Food and physics go together like oil and water. That can be an excellent thing if you know how to mix the two. Food Science professor Julian McClements knows. He wrote the definitive text, Food Emulsions: Principle, Practice and Technique, and has authored more than 250 peer-reviewed papers. His work has been cited more than 1,300 times - enough for Thomson Scientific to name Julian the eighth most influential agricultural researcher in the world.
"There is no question that Dr. McClements is unrivaled in the field of food emulsions - in understanding what they do and how they can be effectively utilized to process novel kinds of food products," says Dr. Gilbert Leveille, executive director of the Wrigley Science Institute.
Think milk or mayonnaise or salad dressing. They are all emulsions: mixtures of oily and watery ingredients that don't mix well by themselves. You can shake oil and vinegar together relentlessly, only to watch the oil-in-water emulsion immediately separate back into two distinct layers. Food companies run into this problem all the time. So they add substances that surround and stabilize the droplets, preventing emulsified foods from morphing back into blobs of oil and water. But even stabilized emulsions are notorious for breaking down. For example, few emulsions take well to freezing. Julian's research could change this.
"We work on the interface between fundamental and applied research," Julian says. "We take ideas from physics and chemistry and apply them in ways that people have not done before." He and his colleagues are designing novel ways of strengthening oil-in-water emulsions by encapsulating the droplets they contain in invisibly thin layers of biopolymers, giving fickle food emulsions newfound stability.
They are developing emulsified food products that not only survive all of the varied environmental assaults encountered during processing and preparation but that also have improved function inside the body. "As food scientists, we've always been interested in what happens to the food up until you put it in your mouth," he says. "But I think now, people are really interested in the physics and chemistry of what happens when food's actually in your body. We are trying to design foods that have all the characteristics that make somebody want to buy them, but also all the characteristics that, once you eat them, perform some kind of benefit."
Those benefits range from better taste to improved nutritional value. For example, to much acclaim, Julian and fellow Food Science Professor Eric Decker figured out how to stabilize omega-3 oil droplets so that the 'good fat' can be added to foods without affecting flavor.
Now, Harvard researchers are taking that work one step further, evaluating the health effects of omega-3-fortified yogurt. Julian is collaborating with another departmental colleague, Yeonhwa Park, to build protective barriers around 'bad fat' droplets to reduce their digestibility. That research, while still being tested in animals, could potentially evolve into a weight loss strategy for humans.
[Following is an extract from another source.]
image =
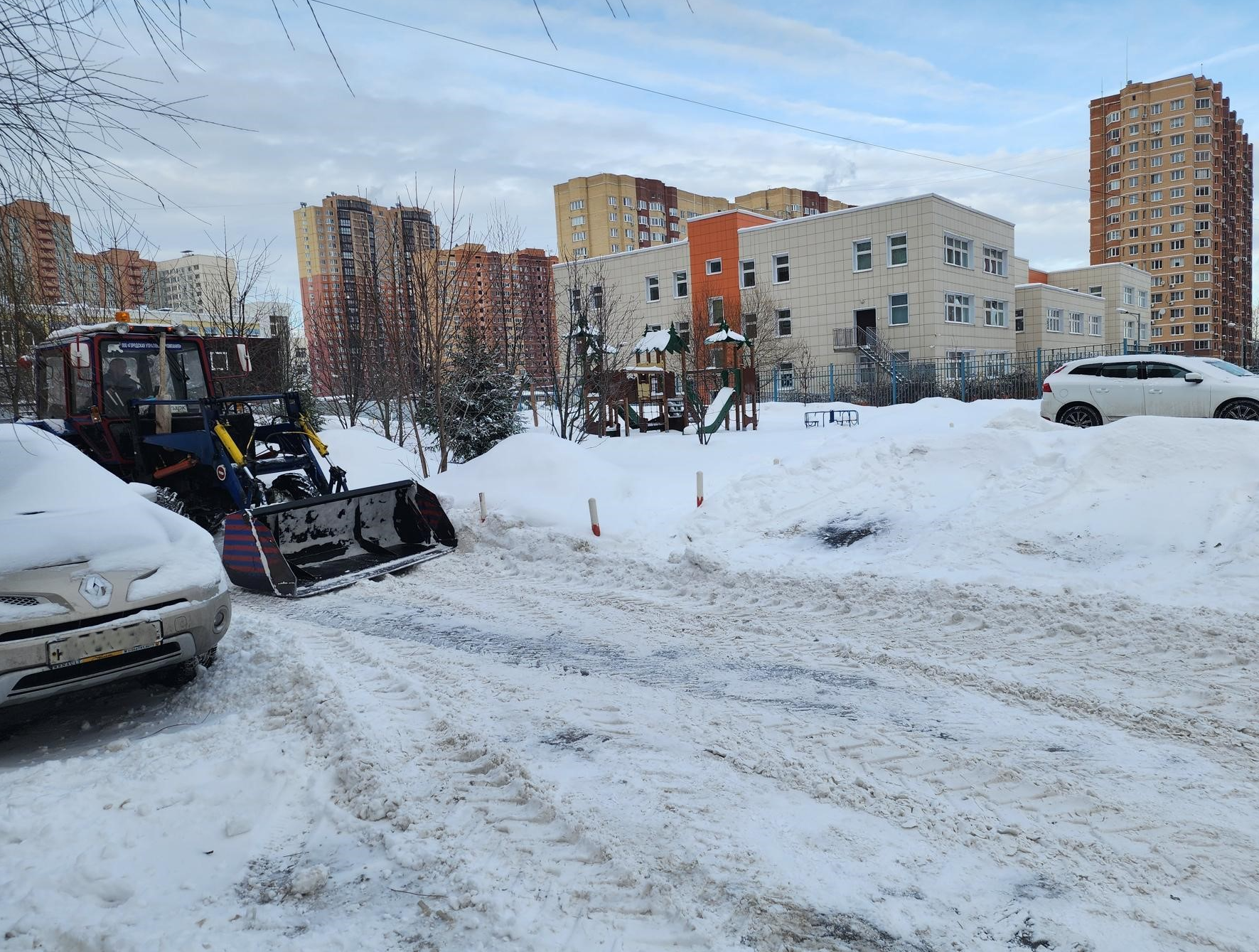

Researchers are particularly excited about the multi-tasking capacity of Julian's emulsion technology. He has figured out how to coat emulsion droplets with not just one but many layers, each serving a different function. As he explains, "The big advantage of doing this is that you can create multi-functional coatings. You could build a layer that is antimicrobial, a layer that is antioxidant, a layer that gives mechanical strength, and a layer that restricts specific molecular diffusion. If you want, you could keep doing this process over and over again."
Now consider the apple, a definitively non-emulsified food. Imagine dipping an apple into a series of solutions, each of which coats the fruit with a naked-to-the-human-eye layer of functional material (e.g., protein). This layer could have any of a number of features, like antibacterial, antioxidant, or structural properties. Or it might slow down the diffusion of carbon dioxide and other gases, lengthening shelf life. Visiting scientists from Spain and France have joined Julian's lab to do just that: make a better apple. They are exploring ways to confer on apples and strawberries novel properties that make them more attractive to consumers.
That his work has attracted foreign scholars to Amherst is a measure of Julian's success in the world of physics and food. Gil says, "I don't think there'd be any argument in terms of his recognition and the ripple effect that his research has. Other scientists are continually expanding his contributions to the world of food science and food emulsions."